- Published on
Shrink your Elasticsearch Index by Reducing the Shard Count with the Shards API
- Authors
- Name
- Ruan Bekker
- @ruanbekker
Resize your Elasticsearch Index with fewer Primary Shards by using the Shrink API.
In Elasticsearch, every index consists of multiple shards and every shard in your elasticsearch cluster contributes to the usage of your cpu, memory, file descriptors etc. This definitely helps for performance in parallel processing. As for an example with time series data, you would write and read a lot to an index with ie the current date.
If that index drops in requests and only read from the index every now and then, we dont need that many shards anymore and if we have multiple indexes, they may build up and take up unessacary compute power.
For a scenario where we want to reduce the size of our indexes, we can use the Shrink API to reduce the number of primary shards.
The Shrink API
The shrink index API allows you to shrink an existing index into a new index with fewer primary shards. The requested number of primary shards in the target index must be a factor of the number of shards in the source index. For example an index with 8 primary shards can be shrunk into 4, 2 or 1 primary shards or an index with 15 primary shards can be shrunk into 5, 3 or 1. If the number of shards in the index is a prime number it can only be shrunk into a single primary shard. Before shrinking, a (primary or replica) copy of every shard in the index must be present on the same node.
Steps on Shrinking:
Create the target index with the same definition as the source index, but with a smaller number of primary shards. Then it hard-links segments from the source index into the target index. Finally, it recovers the target index as though it were a closed index which had just been re-opened.
Reduce the Primary Shards of an Index.
As you may know, you can only set the Primary Shards on Index Creation time and Replica Shards you can set on the fly.
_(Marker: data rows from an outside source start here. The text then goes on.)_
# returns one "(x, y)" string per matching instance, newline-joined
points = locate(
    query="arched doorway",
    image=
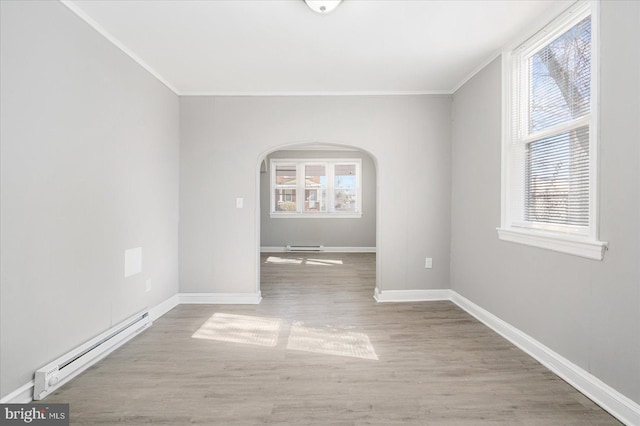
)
(337, 234)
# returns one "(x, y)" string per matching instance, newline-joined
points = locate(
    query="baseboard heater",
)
(305, 248)
(57, 373)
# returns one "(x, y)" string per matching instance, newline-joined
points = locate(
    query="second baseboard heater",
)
(305, 248)
(57, 373)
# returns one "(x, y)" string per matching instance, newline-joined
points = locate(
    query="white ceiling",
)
(282, 47)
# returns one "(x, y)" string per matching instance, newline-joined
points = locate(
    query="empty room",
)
(238, 212)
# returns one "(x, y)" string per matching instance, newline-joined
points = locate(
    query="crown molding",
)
(86, 18)
(316, 93)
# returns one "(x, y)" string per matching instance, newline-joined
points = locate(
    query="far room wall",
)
(329, 232)
(224, 140)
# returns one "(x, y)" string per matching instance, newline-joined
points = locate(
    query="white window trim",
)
(561, 239)
(300, 213)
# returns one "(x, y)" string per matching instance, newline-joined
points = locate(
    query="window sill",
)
(315, 215)
(590, 249)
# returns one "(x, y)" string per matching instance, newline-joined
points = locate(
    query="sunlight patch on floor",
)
(330, 341)
(240, 329)
(324, 262)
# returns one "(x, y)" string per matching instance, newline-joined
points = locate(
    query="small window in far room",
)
(319, 188)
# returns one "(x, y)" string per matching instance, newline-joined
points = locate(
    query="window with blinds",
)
(551, 101)
(549, 161)
(316, 188)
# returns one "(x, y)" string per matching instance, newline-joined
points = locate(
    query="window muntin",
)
(549, 139)
(331, 188)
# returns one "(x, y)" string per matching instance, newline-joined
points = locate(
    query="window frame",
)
(330, 165)
(579, 241)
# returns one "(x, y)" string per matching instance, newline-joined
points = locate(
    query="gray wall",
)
(89, 147)
(587, 311)
(223, 140)
(361, 232)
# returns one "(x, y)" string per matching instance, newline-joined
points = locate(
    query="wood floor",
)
(319, 350)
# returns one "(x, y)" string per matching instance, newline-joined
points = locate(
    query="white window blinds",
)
(551, 104)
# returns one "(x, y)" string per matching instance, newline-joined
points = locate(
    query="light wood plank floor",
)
(307, 355)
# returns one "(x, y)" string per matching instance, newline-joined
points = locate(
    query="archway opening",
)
(312, 213)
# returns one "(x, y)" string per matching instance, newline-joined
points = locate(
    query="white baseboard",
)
(283, 249)
(618, 405)
(22, 395)
(411, 295)
(164, 307)
(220, 298)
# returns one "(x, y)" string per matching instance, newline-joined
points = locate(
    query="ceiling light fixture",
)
(323, 6)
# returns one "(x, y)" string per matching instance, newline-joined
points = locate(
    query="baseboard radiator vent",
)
(57, 373)
(305, 248)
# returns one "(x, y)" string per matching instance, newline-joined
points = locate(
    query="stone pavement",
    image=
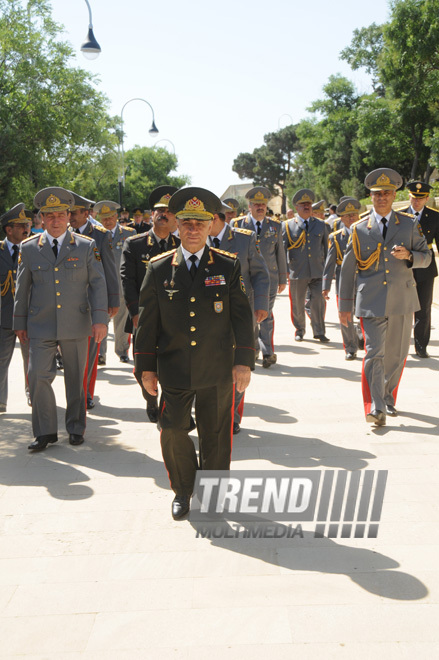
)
(93, 567)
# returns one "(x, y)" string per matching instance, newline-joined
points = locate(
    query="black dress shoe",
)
(41, 441)
(180, 506)
(376, 417)
(76, 439)
(153, 414)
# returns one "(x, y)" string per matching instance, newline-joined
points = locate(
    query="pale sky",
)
(218, 75)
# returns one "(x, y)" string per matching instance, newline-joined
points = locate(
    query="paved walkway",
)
(93, 567)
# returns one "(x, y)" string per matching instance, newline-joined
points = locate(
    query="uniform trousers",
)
(41, 373)
(317, 306)
(214, 413)
(386, 341)
(8, 339)
(266, 328)
(423, 316)
(121, 338)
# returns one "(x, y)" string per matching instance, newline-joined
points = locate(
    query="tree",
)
(54, 129)
(271, 164)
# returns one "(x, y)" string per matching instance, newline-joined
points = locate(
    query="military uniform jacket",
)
(102, 238)
(387, 287)
(337, 242)
(136, 254)
(8, 277)
(242, 243)
(193, 331)
(430, 228)
(60, 298)
(270, 246)
(306, 250)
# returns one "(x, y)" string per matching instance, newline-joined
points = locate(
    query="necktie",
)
(193, 268)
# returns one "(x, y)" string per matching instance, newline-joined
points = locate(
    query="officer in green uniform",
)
(195, 335)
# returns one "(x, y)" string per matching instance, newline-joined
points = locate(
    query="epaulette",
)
(225, 253)
(26, 240)
(241, 230)
(160, 256)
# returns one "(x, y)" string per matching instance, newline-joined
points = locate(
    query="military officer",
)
(61, 298)
(242, 243)
(428, 218)
(81, 225)
(384, 248)
(269, 242)
(196, 330)
(16, 226)
(136, 254)
(348, 211)
(306, 244)
(107, 212)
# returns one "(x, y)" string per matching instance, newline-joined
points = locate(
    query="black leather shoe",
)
(153, 414)
(391, 410)
(376, 417)
(180, 506)
(42, 441)
(76, 439)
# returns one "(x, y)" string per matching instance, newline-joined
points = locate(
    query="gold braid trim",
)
(364, 264)
(8, 284)
(300, 241)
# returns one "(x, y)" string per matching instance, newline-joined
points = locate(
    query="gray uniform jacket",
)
(60, 298)
(8, 276)
(306, 250)
(338, 242)
(270, 246)
(386, 287)
(102, 238)
(242, 243)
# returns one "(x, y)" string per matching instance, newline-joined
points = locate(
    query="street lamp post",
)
(90, 47)
(152, 131)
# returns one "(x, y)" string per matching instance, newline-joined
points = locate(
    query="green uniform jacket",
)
(192, 332)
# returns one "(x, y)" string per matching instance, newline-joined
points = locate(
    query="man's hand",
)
(149, 381)
(241, 377)
(345, 318)
(22, 336)
(99, 332)
(260, 315)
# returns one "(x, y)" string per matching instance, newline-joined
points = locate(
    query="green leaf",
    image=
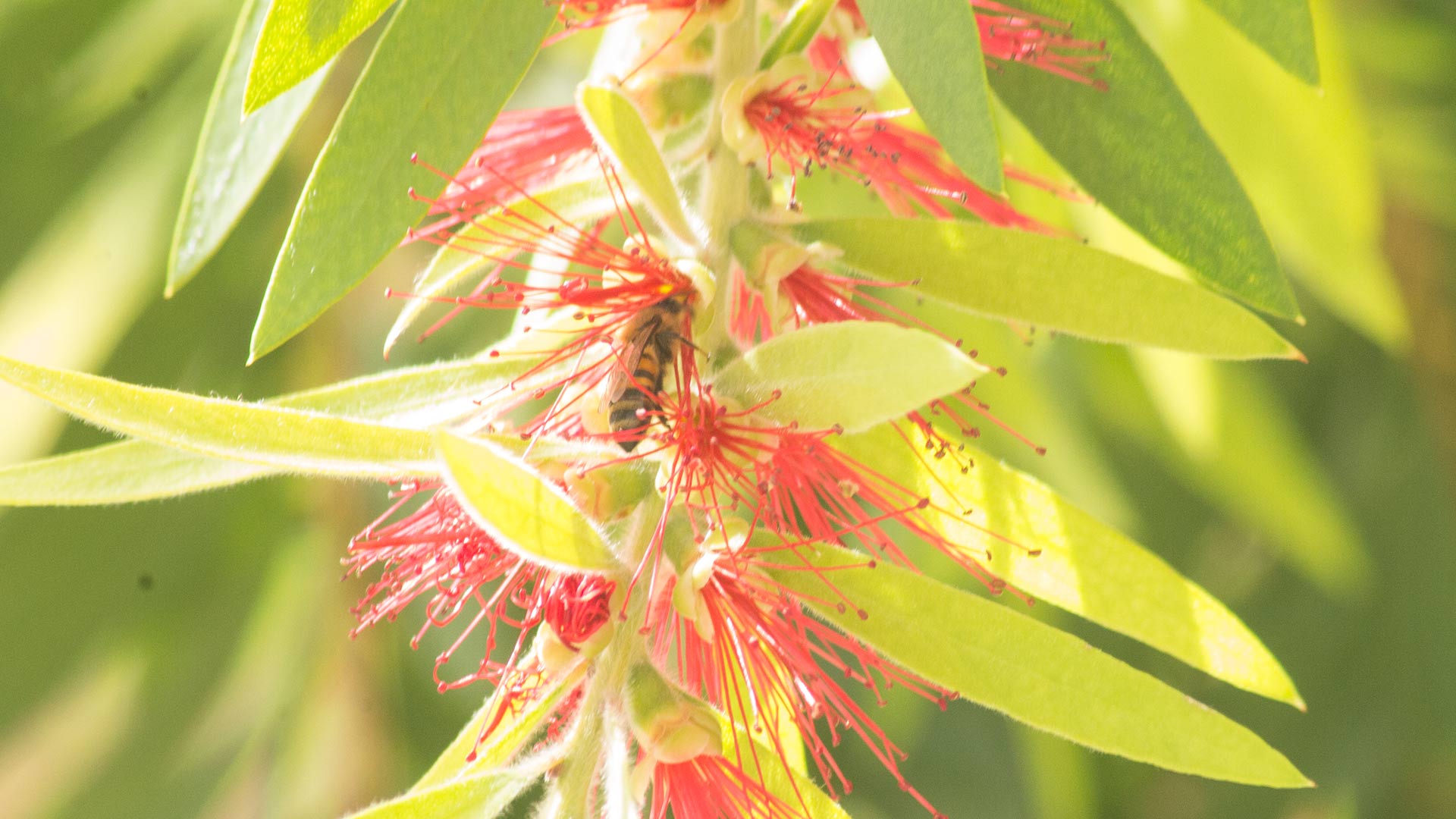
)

In this example we have a source index: my-index-2019.01.10
with 5 primary shards and 1 replica shard, which gives us 10 shards for that index, that we would like to shrink to an index named: archive_my-index-2019.01.10
with 1 primary shard and 1 replica shard, which will give us 2 shards for that index.
Have a look at your index:
$ curl -XGET "http://127.0.0.1:9200/_cat/indices/my-index-2019.01.*?v"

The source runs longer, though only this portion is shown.